Vs. 3 indicates the completeness of the victory of righteousness over sin, of the Lord’s faithful over the workers of iniquity: a strong figure of speech is in the words, “Ye shall tread down the wicked”—as ashes.

Then (vs. 4) the Prophet addresses the people of his day, “Remember ye the law of Moses,” but the expression is equally applicable to the Spiritual Israelite who recognizes Christ as the antitype of Moses and the New Covenant as the antitype of the Law Covenant, and the new Law of Love as the antitype of the Decalogue.

The faithful in fleshly Israel were not to expect the gathering of the jewel class immediately, but would know that before that time the Lord would send a great antitypical Elijah whose mission it would be to turn the hearts of the fathers to the children and the children to the fathers. Should he succeed in doing this the great burning day would not be necessary; but should he fail, then the burning day, the time of trouble, would come, and the Lord would smite the earth with a foretold awful trouble.

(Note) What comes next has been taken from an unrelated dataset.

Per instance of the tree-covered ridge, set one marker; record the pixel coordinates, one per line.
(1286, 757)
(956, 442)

The turning of the hearts of parents to children and children to parents would seem to mean the establishment in the earth of a spirit of reciprocal love. And it would further mean, the turning of the minds of the aged so that they would become as little children, humble, teachable; and had they become thus childlike they would have been ready to turn their hearts to the teachings and example of the early fathers, Abraham, Isaac, and Jacob, and all the holy prophets, and they would have been made ready for divine favor and blessing and to be spared from the foretold curse or trouble.

John the Baptist fulfilled this prediction so far as Fleshly Israel was concerned, endeavoring to turn their hearts so that they would be ready to receive Jesus in the flesh; but John the Baptist failed to turn them to repentance, and they crucified the Lord, and hence the curse or time of trouble came upon the nation, destroying it A.D. 69-70.

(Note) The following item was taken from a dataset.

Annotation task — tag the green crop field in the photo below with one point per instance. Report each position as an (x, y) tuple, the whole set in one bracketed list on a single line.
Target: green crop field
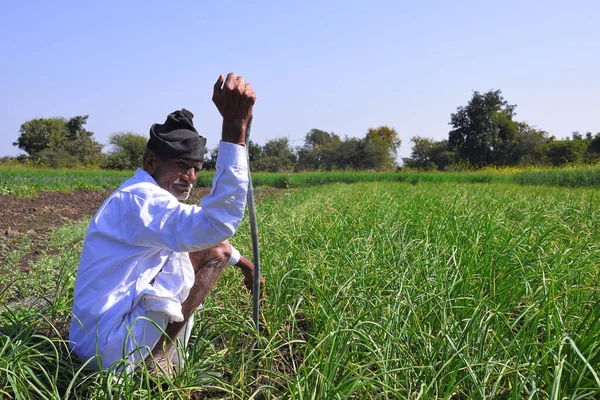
[(28, 181), (374, 290)]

But as the prophecy relates still more particularly to Spiritual Israel than to Natural Israel, so it relates still more particularly to the antitypical Elijah sent to Spiritual Israel than to the antitype sent to Natural Israel. For the evidences that the little flock throughout this age has been and still is the Elijah to the nominal system, exhorting it and seeking to bring it into harmony with God, and that it has failed so to do, as foretold in the Scriptures, and that hence the great time of trouble impends, we must refer our readers to MILLENNIAL DAWN, Vol. 2, Chap. 8.